Choices for statistical analysis also could have affected the results. Additionally, researchers were unable to look at information about trans fat in products.
The study authors acknowledge a risk of overestimation or underestimation of the fortification rate. Additionally, they note there are other limitations that previous research has noted. These limitations may be related to using the BADALI database.
Moreover, the results do not necessarily imply that the other foods the researchers examined are the best food choices either.
Registered dietitian nutritionist Karen Z. Berg, MS, RD, CSO, CDN, who was not involved in the study, noted that:
“We already know that processed foods aren’t good for you and should be limited in your diet […] It has long been known that processed foods are not good for your overall health, so people should not be mistaken by labels that tout added protein and think that makes it a healthy food. It’s just not the case. Whenever sugar is taken away or something that could be gritty (like protein) is added, there have to be more preservatives put in to make a food have the right consistency and palatability. This study is simply reminding us of that fact.”

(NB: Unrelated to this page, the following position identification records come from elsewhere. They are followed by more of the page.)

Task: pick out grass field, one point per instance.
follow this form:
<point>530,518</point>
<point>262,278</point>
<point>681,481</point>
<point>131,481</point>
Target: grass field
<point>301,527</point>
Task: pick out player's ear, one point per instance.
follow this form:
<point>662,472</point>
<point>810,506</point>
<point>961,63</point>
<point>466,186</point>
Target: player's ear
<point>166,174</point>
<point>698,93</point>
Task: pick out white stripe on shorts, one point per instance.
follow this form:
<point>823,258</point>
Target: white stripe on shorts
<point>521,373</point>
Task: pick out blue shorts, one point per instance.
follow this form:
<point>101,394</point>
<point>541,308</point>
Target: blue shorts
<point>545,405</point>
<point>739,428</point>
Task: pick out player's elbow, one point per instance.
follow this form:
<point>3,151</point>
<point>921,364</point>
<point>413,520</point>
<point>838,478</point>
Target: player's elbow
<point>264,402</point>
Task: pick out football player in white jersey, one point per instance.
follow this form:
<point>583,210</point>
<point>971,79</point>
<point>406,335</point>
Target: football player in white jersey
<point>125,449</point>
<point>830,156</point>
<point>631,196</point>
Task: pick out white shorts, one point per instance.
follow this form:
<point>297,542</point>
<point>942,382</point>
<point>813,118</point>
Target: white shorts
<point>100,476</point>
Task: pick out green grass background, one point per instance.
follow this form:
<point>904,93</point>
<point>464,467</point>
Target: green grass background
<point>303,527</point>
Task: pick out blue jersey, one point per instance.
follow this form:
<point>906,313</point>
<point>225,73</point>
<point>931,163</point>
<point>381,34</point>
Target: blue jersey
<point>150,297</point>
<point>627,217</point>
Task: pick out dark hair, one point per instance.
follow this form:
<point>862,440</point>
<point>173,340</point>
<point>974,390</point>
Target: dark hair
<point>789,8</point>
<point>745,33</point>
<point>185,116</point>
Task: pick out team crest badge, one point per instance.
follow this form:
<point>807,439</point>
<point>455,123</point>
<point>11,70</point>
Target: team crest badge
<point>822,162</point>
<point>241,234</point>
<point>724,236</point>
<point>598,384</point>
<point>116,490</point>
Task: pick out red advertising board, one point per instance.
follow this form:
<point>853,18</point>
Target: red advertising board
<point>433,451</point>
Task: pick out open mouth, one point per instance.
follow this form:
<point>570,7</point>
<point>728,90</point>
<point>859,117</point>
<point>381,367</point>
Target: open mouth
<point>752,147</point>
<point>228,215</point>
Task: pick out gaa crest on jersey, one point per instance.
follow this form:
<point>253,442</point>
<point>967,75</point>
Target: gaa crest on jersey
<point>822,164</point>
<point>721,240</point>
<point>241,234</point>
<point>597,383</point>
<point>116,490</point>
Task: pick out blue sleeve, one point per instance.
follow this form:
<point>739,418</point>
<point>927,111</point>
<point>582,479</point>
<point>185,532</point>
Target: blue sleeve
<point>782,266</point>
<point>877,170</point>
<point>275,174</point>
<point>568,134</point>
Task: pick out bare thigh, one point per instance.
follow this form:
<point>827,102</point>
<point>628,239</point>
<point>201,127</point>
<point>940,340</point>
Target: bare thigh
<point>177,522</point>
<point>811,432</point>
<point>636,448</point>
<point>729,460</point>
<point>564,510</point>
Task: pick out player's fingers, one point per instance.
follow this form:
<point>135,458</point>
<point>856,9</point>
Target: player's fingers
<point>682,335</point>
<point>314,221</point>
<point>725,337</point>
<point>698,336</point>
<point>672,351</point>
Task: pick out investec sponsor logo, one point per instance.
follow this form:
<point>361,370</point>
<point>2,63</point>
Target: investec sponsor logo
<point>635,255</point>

How to choose better protein options
The study emphasizes that certain protein sources are not the most nutritious options. However, it does not negate how important protein is in the diet.
Berg emphasized that “protein is an important part of our diets to help build and repair muscles.”

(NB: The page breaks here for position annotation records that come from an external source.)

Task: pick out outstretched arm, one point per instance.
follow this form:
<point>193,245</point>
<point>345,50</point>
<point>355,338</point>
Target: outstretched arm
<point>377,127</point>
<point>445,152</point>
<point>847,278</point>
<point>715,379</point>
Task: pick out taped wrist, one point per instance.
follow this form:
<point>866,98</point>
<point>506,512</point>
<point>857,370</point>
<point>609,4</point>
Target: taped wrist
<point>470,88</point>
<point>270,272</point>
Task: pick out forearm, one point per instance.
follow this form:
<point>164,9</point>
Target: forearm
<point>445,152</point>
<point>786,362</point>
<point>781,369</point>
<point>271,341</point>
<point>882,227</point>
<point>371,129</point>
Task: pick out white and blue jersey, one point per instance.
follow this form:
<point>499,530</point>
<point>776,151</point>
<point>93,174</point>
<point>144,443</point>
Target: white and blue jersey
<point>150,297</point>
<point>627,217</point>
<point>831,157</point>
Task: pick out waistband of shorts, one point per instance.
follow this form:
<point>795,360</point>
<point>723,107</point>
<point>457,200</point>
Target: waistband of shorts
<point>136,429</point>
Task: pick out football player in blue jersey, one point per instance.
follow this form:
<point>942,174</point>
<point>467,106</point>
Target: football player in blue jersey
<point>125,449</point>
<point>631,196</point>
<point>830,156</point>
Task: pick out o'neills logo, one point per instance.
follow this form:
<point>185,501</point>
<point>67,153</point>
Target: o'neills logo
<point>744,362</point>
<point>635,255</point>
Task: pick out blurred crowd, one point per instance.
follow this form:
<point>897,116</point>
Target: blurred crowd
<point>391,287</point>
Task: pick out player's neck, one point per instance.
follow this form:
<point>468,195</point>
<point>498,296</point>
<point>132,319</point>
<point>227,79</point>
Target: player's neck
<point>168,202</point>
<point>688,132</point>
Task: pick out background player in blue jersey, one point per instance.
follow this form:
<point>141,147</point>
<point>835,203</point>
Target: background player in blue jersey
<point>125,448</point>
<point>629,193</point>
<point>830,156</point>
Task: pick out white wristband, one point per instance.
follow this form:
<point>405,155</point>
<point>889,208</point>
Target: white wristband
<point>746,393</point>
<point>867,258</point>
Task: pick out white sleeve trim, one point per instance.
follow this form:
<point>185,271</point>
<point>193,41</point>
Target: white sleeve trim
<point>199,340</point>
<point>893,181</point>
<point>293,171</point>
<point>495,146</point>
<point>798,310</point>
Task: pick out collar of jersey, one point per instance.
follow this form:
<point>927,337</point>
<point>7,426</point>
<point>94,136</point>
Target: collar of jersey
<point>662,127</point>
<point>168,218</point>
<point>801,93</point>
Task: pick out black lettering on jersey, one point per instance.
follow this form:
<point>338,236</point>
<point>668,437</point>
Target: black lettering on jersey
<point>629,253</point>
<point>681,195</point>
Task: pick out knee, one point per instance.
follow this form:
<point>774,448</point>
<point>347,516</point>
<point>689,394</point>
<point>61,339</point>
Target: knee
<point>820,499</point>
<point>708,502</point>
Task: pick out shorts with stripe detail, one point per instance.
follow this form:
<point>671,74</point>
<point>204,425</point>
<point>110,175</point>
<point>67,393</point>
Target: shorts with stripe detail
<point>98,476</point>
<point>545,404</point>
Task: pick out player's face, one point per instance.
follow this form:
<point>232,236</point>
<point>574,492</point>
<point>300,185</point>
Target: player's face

Speaking of the findings of the current study, she said that: “People should not walk away from this study and think that foods that have protein are unhealthy. That just isn’t true.”
However, she advised: “[Y]ou want to look for whole foods as much as possible. Instead of a sugary granola bar with added protein, have a trail mix of different nuts that don’t have any added sugar or salt. Instead of meat substitutes that have added protein, have tofu or egg whites if you are a vegetarian, or opt for lean chicken or beef if you are a carnivore.”
Furthermore, the study emphasizes the importance of being informed about food choices rather than making quick assumptions based on protein claims.
Jonathan Jennings, MS, MD, a board-certified internist with Medical Offices of Manhattan, who was also not involved in the study, told MNT: “I agree with the researchers that most people trust the labelling and have no time to research further.”
“For those people who have time to research they may lack the technical expertise to accurately interpret the labeling […] The results of the study remind us that we must be strategic in our choices to avoid unintended health consequences,” he cautioned.
People can work with nutrition specialists and doctors to make wise choices about protein consumption.